Researchers use electrochemistry to boost nuclear fusion rates​​​​

Using a small bench-top reactor, researchers at the University of British Columbia (UBC) have demonstrated that electrochemically loading a solid metal target with deuterium fuel can boost nuclear fusion rates.  

Large-scale magnetic confinement fusion—which puts plasmas under extreme temperatures and pressure—is being widely explored as a method for clean energy generation. The experiment published today in Nature takes an entirely different approach—with a more accessible, room-temperature reactor used to study the effect of electrochemical loading on nuclear fusion reaction rates. 

The team loaded a metal target made of palladium with high concentrations of deuterium fuel—on one side of the target, using a plasma field to load the fuel, and on the other, using an additional electrochemical cell to load the fuel. 

“The goal is to increase fuel density and the probability of deuterium–deuterium collisions, and as a result, fusion events,” explains Professor Curtis P. Berlinguette, corresponding author of the paper and Distinguished University Scholar at UBC.  

“Using electrochemistry, we loaded much more deuterium into the metal—like squeezing fuel into a sponge. One volt of electricity achieved what normally requires 800 atmospheres of pressure. While we didn’t achieve net energy gain, the approach boosted fusion rates in a way other researchers can reproduce and build on.” 

The electrochemical loading of deuterium into the palladium target increased deuterium–deuterium fusion rates by an average of 15 per cent compared to loading the target palladium using the plasma field alone. 

While the performance boost is modest, it’s the first demonstration of deuterium–deuterium nuclear fusion using these techniques—plasma immersion ion implantation and electrochemical loading. The experiment still used more energy than it created. 

“We hope this work helps bring fusion science out of the giant national labs and onto the lab bench,” adds Professor Berlinguette. “Our approach brings together nuclear fusion, materials science, and electrochemistry to create a platform where both fuel-loading methods and target materials can be systematically tuned. We see this as a starting point—one that invites the community to iterate, refine, and build upon in the spirit of open and rigorous inquiry.” 

Nuclear fusion — energy released from combining atomic nuclei, as occurs in the sun — is more powerful than fission (splitting nuclei) and creates less dangerous radioactive waste. 

The Thunderbird Reactor 

The Thunderbird Reactor is a bespoke bench-top-sized particle accelerator designed to electrochemically enhance deuterium-deuterium nuclear fusion rates.

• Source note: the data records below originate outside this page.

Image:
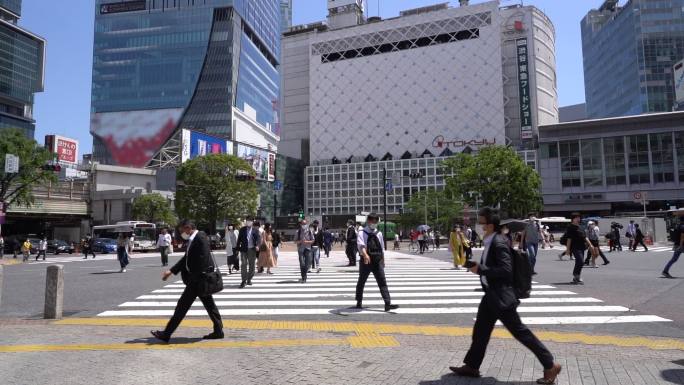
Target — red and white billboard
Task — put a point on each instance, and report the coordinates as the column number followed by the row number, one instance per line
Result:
column 66, row 149
column 133, row 137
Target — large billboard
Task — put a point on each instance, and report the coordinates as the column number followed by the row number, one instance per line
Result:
column 260, row 160
column 196, row 144
column 133, row 137
column 66, row 149
column 679, row 82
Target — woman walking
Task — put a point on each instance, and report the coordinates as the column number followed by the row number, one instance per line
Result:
column 266, row 257
column 122, row 244
column 231, row 250
column 457, row 244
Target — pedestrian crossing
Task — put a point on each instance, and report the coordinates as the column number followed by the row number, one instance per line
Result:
column 421, row 286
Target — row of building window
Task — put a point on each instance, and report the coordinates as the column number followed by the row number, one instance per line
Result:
column 635, row 159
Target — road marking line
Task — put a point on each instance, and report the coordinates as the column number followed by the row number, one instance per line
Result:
column 368, row 294
column 431, row 301
column 350, row 310
column 384, row 328
column 302, row 288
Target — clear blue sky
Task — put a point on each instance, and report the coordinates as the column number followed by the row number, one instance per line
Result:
column 64, row 107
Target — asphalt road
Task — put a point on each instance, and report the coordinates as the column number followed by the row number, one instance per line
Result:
column 631, row 280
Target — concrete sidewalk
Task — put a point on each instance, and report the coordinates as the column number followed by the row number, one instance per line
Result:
column 105, row 351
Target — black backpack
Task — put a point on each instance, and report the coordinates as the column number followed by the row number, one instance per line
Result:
column 522, row 274
column 374, row 247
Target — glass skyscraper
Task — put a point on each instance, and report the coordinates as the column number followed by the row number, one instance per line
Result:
column 286, row 14
column 160, row 66
column 22, row 59
column 629, row 52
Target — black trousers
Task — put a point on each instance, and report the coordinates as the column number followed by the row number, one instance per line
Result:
column 185, row 302
column 482, row 331
column 637, row 243
column 595, row 244
column 350, row 250
column 378, row 270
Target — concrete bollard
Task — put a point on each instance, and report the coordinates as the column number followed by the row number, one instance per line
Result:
column 54, row 292
column 1, row 272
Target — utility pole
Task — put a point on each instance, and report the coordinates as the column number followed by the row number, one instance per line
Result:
column 385, row 186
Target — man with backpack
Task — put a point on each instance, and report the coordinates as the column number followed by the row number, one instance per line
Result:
column 498, row 271
column 678, row 238
column 372, row 250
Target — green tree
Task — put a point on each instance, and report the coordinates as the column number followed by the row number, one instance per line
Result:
column 442, row 210
column 498, row 176
column 16, row 188
column 210, row 189
column 153, row 208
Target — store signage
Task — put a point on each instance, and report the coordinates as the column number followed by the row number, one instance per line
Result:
column 441, row 142
column 127, row 6
column 524, row 89
column 65, row 149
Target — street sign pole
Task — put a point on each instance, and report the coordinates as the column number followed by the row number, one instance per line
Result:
column 384, row 194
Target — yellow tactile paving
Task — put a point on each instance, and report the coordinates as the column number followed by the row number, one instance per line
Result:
column 362, row 328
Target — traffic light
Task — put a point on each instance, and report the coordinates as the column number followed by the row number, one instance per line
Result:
column 52, row 167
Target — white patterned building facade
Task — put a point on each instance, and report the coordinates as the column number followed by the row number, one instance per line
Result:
column 405, row 93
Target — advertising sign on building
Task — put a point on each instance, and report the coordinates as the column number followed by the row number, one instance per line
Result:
column 679, row 82
column 524, row 90
column 259, row 159
column 194, row 144
column 66, row 149
column 125, row 6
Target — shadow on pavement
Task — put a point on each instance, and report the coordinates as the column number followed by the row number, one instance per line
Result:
column 449, row 379
column 675, row 376
column 174, row 341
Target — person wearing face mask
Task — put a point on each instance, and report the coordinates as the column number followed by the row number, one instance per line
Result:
column 233, row 258
column 304, row 240
column 197, row 259
column 249, row 239
column 500, row 303
column 372, row 249
column 316, row 247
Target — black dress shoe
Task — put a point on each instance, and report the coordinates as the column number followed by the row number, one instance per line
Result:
column 214, row 336
column 160, row 335
column 465, row 371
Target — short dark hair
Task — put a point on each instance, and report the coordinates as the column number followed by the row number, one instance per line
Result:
column 187, row 223
column 491, row 216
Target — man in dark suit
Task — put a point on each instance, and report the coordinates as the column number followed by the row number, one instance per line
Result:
column 249, row 240
column 500, row 303
column 197, row 260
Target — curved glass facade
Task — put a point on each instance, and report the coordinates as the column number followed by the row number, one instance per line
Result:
column 162, row 65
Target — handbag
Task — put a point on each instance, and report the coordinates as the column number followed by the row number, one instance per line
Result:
column 208, row 282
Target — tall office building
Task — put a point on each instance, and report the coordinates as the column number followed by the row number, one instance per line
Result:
column 629, row 52
column 165, row 70
column 407, row 92
column 285, row 14
column 22, row 60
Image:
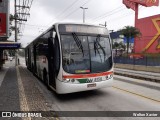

The three main components of the reactor are a plasma thruster, a vacuum chamber, and an electrochemical cell.  

Earlier experiments 

The first demonstration of deuterium–deuterium nuclear fusion dates to 1934, when researchers bombarded a target of solid metal, plated with deuterated material, with high-energy deuterium ions. 

In 1989, researchers claimed that anomalous heat was generated during the electrolysis of deuterium oxide using a palladium cathode—attributing the heat to the nuclear fusion of deuterium ions. The result could not be independently validated and cold fusion research was effectively banished from mainstream science. The new experiment did not measure heat – it measured hard nuclear signatures like neutrons, which are direct evidence of fusion. 

Professor Berlinguette and his team’s most recent work builds upon their work with a previous multi-institutional “peer group” that was convened and funded by Google in 2015 to re-evaluate cold fusion. The peer group went public with their efforts through a Nature Perspective in 2019 titled “Revisiting the Cold Case of Cold Fusion”. They found no evidence to support cold fusion claims, but identified multiple lines of inquiry that merited further exploration. 

UBC was able to continue with the project and make this discovery with the support of the Thistledown Foundation, Natural Sciences and Engineering Research Council of Canada, Canada Foundation for Innovation and Canadian Institute for Advanced Research.